I tried attaching a resource policy to the S3 bucket and Glue Data Catalog. I can successfully create files in the target S3 bucket, but I don't see a new table created in the Glue database. The Run Status is "Succeeded".
Relevant Logs
24/01/17 16:55:17 INFO HadoopDataSink: Failed to create table customer in database my_database after job run with catalogId
com.amazonaws.services.glue.model.EntityNotFoundException: Database my_database not found. (Service: AWSGlue; Status Code: 400; Error Code: EntityNotFoundException;...
ETL Script
import sys
from awsglue.transforms import *
from awsglue.utils import getResolvedOptions
from pyspark.context import SparkContext
from awsglue.context import GlueContext
from awsglue.job import Job
args = getResolvedOptions(sys.argv, ["JOB_NAME"])
sc = SparkContext()
glueContext = GlueContext(sc)
spark = glueContext.spark_session
job = Job(glueContext)
job.init(args["JOB_NAME"], args)
# Source = Relational Database Table
source_db_table = glueContext.create_dynamic_frame.from_options(
connection_type="postgresql",
connection_options={
"useConnectionProperties": "true",
"dbtable": "public.customer",
"connectionName": "my_db_connection",
},
transformation_ctx="source_db_table",
)
# Target = S3 Bucket
target_s3_bucket = glueContext.getSink(
path="s3://my-bucket/data/customer/",
connection_type="s3",
updateBehavior="UPDATE_IN_DATABASE",
partitionKeys=[],
enableUpdateCatalog=True,
transformation_ctx="target_s3_bucket",
)
target_s3_bucket.setCatalogInfo(
catalogDatabase="my_database", catalogTableName="customer"
)
target_s3_bucket.setFormat("glueparquet", compression="snappy")
target_s3_bucket.writeFrame(source_db_table)
job.commit()
Glue Data Catalog Resource Policy
{
"Version": "2012-10-17",
"Statement": [
{
"Effect": "Allow",
"Principal": {
"AWS": "arn:aws:iam::111111111111:role/my-role"
},
"Action": [
"glue:CreateTable",
"glue:DeleteTable",
"glue:GetPartitions",
"glue:GetTable",
"glue:UpdateTable"
],
"Resource": [
"arn:aws:glue:us-east-1:222222222222:catalog",
"arn:aws:glue:us-east-1:222222222222:database/my_database",
"arn:aws:glue:us-east-1:222222222222:table/my_database/*"
]
}
]
}
You have to set the catalogId
for cross-account access:
target_s3_bucket.setCatalogInfo(
catalogDatabase="my_database", catalogTableName="customer", catalogId="222222222222"
)
Some AWS Glue PySpark and Scala APIs have a catalog ID field.
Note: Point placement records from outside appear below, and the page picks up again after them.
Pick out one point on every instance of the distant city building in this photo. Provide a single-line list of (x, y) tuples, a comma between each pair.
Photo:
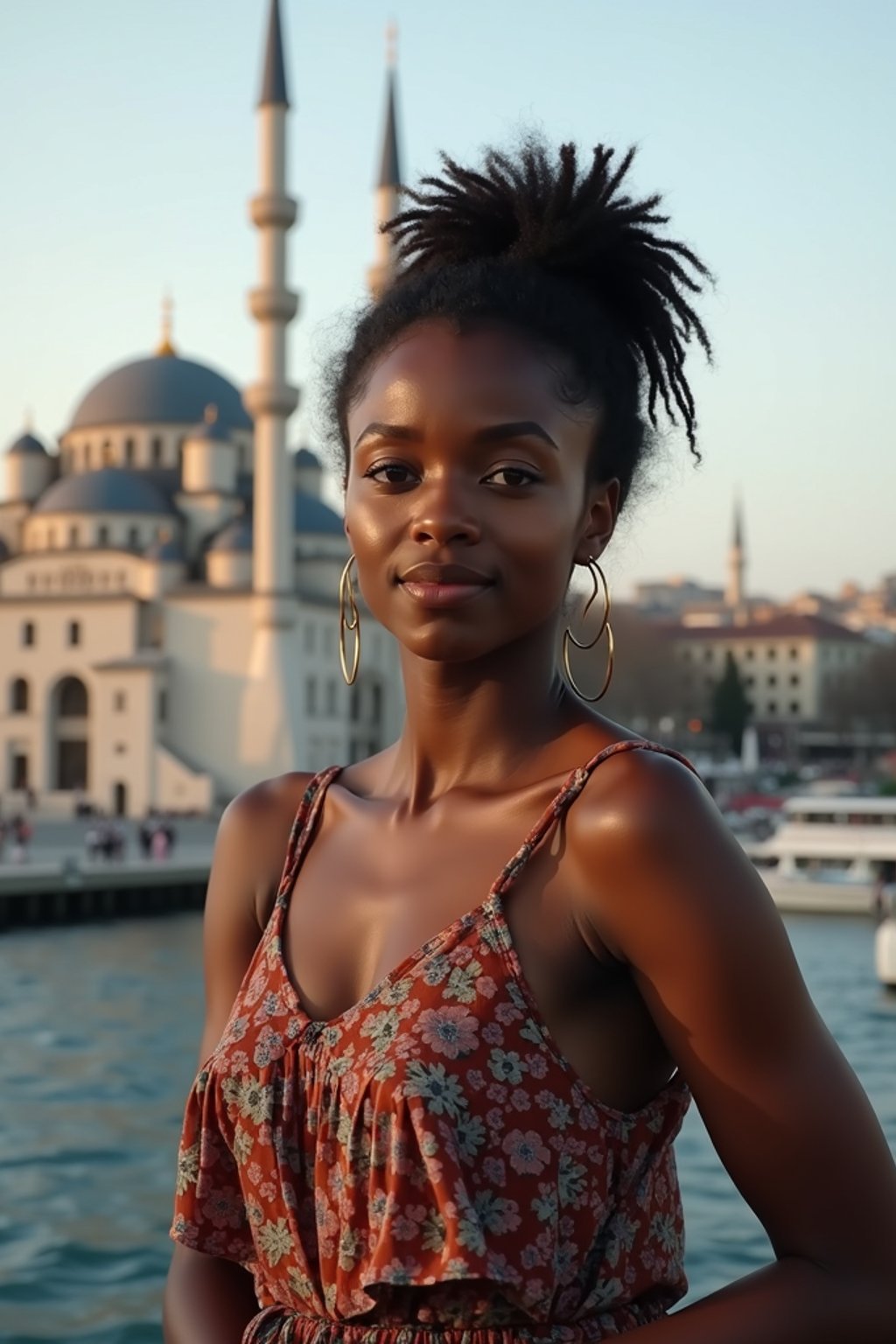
[(695, 604), (170, 578), (788, 664)]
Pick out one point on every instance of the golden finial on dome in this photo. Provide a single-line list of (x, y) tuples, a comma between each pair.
[(391, 45), (167, 323)]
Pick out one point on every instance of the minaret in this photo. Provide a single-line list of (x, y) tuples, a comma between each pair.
[(270, 730), (386, 202), (737, 564)]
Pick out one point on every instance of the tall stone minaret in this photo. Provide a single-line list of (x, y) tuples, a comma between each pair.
[(737, 564), (386, 200), (270, 724)]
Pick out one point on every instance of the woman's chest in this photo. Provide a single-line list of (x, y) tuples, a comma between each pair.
[(367, 898)]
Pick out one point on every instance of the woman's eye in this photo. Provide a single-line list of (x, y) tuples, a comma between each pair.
[(514, 476), (396, 473)]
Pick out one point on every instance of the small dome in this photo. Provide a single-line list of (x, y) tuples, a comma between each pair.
[(110, 489), (164, 549), (160, 390), (304, 458), (211, 426), (27, 444), (312, 515), (235, 536)]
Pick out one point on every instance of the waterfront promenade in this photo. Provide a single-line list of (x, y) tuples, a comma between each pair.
[(60, 880)]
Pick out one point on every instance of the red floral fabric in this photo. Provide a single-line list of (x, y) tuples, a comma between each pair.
[(427, 1161)]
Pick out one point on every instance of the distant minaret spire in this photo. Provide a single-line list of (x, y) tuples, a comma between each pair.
[(737, 562), (165, 346), (270, 727), (386, 197)]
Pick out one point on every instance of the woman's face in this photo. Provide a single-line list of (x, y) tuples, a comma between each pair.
[(466, 503)]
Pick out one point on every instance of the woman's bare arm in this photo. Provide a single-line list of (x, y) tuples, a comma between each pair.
[(210, 1300), (677, 900)]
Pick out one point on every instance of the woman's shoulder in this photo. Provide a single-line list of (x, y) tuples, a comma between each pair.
[(262, 817), (647, 834)]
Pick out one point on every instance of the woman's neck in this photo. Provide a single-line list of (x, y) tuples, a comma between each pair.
[(474, 724)]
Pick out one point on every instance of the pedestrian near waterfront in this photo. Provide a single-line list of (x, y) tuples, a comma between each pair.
[(461, 993)]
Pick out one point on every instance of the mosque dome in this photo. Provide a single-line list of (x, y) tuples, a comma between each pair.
[(312, 515), (211, 426), (27, 444), (164, 549), (235, 536), (110, 489), (160, 390)]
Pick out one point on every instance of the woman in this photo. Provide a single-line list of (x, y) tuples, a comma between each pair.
[(427, 1112)]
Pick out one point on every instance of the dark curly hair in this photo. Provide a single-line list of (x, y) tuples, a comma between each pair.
[(564, 257)]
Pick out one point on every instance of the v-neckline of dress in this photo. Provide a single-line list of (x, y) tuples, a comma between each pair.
[(491, 907)]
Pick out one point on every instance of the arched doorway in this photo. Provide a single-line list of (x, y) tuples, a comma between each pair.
[(69, 734)]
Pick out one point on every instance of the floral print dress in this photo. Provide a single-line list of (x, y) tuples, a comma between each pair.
[(427, 1166)]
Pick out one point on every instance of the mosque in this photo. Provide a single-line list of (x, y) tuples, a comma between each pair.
[(170, 577)]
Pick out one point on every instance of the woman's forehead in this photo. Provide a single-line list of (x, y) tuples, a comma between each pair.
[(436, 363)]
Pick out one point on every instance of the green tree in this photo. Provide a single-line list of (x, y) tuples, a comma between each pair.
[(730, 704)]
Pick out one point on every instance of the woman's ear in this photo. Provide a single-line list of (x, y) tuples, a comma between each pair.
[(601, 522)]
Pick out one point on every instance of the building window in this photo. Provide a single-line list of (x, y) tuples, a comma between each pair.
[(19, 772)]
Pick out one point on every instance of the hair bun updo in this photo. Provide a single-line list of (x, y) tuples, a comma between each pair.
[(567, 257)]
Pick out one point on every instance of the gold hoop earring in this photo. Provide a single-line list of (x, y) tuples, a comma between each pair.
[(351, 622), (569, 637)]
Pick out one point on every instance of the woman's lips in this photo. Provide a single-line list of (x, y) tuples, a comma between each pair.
[(444, 594)]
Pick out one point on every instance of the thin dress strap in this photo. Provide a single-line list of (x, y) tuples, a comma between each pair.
[(304, 825), (574, 785)]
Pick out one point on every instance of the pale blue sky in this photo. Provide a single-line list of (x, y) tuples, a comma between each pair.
[(130, 153)]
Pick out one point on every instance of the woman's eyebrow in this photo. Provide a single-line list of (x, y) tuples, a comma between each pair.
[(403, 431), (489, 434), (516, 429)]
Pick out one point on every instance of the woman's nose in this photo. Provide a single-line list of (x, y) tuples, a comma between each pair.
[(444, 515)]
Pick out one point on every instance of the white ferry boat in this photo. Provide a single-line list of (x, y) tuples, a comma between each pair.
[(828, 852)]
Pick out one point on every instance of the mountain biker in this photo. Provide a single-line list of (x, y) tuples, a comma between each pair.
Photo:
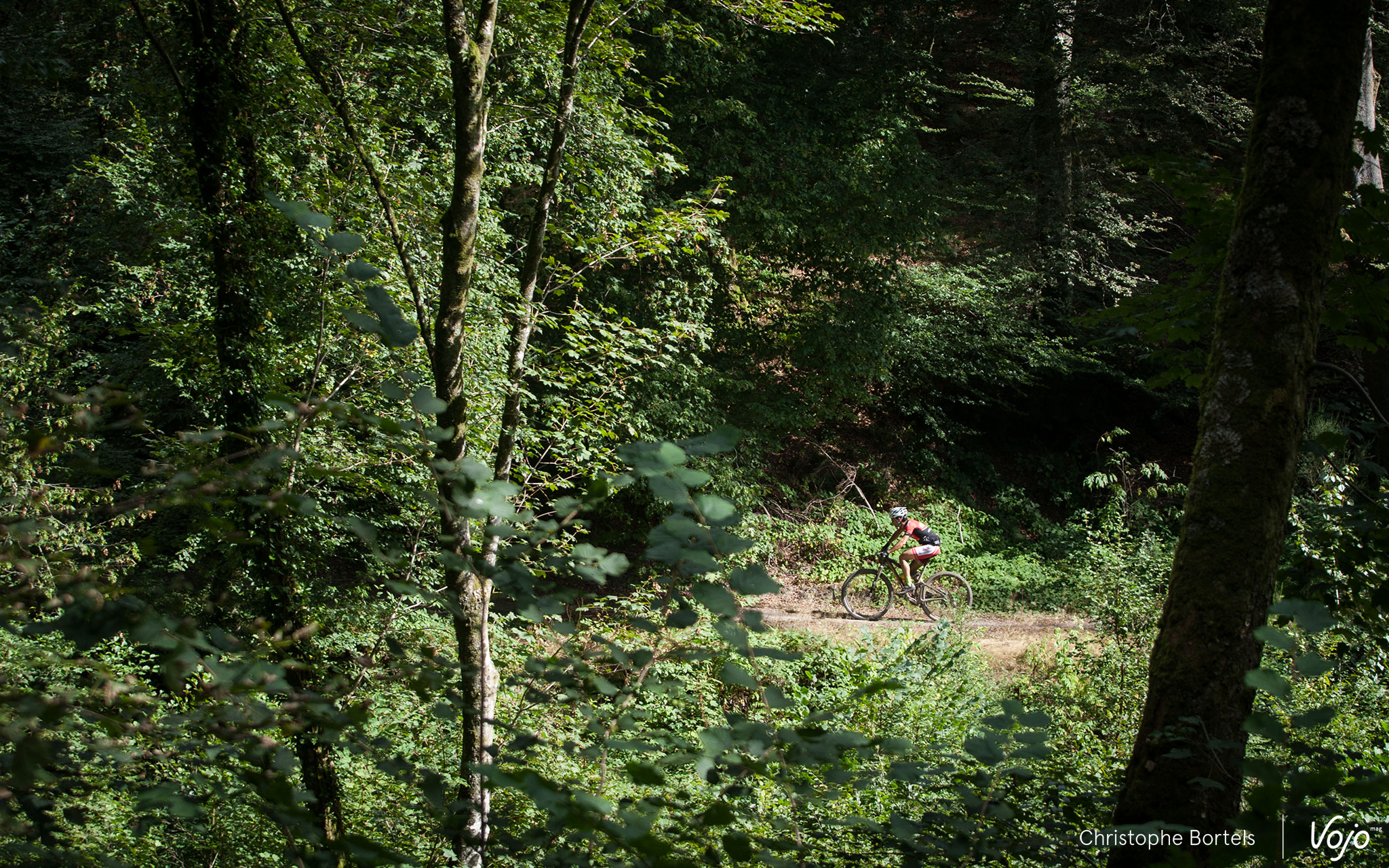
[(924, 542)]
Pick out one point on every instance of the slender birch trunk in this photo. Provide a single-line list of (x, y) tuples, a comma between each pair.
[(1253, 406), (469, 41), (1055, 21), (523, 317), (1373, 363)]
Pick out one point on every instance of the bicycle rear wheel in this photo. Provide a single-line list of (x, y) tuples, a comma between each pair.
[(945, 595), (867, 595)]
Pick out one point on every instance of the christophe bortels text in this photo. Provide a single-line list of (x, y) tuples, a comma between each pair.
[(1166, 837)]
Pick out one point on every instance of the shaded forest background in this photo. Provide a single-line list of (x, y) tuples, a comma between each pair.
[(956, 256)]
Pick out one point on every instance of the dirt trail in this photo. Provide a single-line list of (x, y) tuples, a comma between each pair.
[(1003, 638)]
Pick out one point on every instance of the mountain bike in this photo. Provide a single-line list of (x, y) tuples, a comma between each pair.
[(867, 595)]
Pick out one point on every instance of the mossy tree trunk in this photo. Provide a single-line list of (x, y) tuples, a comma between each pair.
[(1373, 363), (216, 96), (469, 42), (1053, 25), (523, 317), (224, 156), (1253, 401)]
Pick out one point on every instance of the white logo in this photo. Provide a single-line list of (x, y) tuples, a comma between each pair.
[(1339, 841)]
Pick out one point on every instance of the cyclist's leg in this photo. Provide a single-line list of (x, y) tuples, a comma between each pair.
[(906, 560)]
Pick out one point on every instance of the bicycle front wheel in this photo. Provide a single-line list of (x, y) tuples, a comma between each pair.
[(945, 595), (867, 595)]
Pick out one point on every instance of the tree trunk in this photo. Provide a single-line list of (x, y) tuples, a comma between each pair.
[(1253, 403), (1373, 363), (470, 53), (1366, 113), (218, 87), (378, 185), (216, 110), (523, 320), (1055, 21)]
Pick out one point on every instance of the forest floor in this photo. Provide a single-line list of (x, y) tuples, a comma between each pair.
[(1013, 642)]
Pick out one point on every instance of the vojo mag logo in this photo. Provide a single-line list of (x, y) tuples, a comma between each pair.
[(1335, 836)]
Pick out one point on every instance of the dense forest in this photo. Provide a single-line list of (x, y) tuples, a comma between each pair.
[(413, 416)]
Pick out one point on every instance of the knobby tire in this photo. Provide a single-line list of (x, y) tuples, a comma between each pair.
[(867, 595)]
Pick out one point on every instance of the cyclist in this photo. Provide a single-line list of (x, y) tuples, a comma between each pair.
[(924, 542)]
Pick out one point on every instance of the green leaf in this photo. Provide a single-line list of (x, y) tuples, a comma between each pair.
[(1314, 718), (718, 441), (669, 489), (1312, 617), (361, 270), (345, 243), (1276, 638), (1312, 666), (645, 774), (775, 698), (425, 401), (395, 328), (363, 321), (738, 846), (716, 599), (690, 477), (310, 218), (1268, 682), (681, 618), (718, 814), (985, 749), (737, 677), (361, 528), (1266, 726), (751, 580)]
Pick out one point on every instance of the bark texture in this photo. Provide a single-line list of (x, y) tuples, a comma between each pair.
[(1253, 403), (1373, 363), (469, 41), (1366, 111), (1055, 33), (217, 91), (340, 107), (523, 320)]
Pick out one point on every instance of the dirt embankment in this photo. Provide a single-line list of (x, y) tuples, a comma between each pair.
[(1003, 638)]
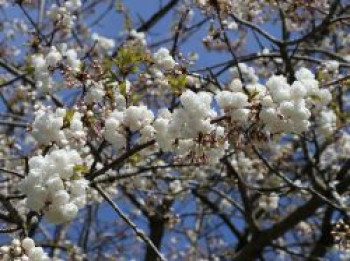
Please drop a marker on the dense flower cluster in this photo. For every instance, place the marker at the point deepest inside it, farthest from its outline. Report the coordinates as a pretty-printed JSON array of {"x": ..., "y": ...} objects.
[
  {"x": 54, "y": 185},
  {"x": 24, "y": 250}
]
If all the required permissions have been granted to enable cross-account access, an ETL job can make PySpark and Scala calls to API operations across accounts by passing the target AWS account ID in the catalog ID field to access Data Catalog resources in a target account.
If no catalog ID value is provided, AWS Glue uses the caller's own account ID by default, and the call is not cross-account.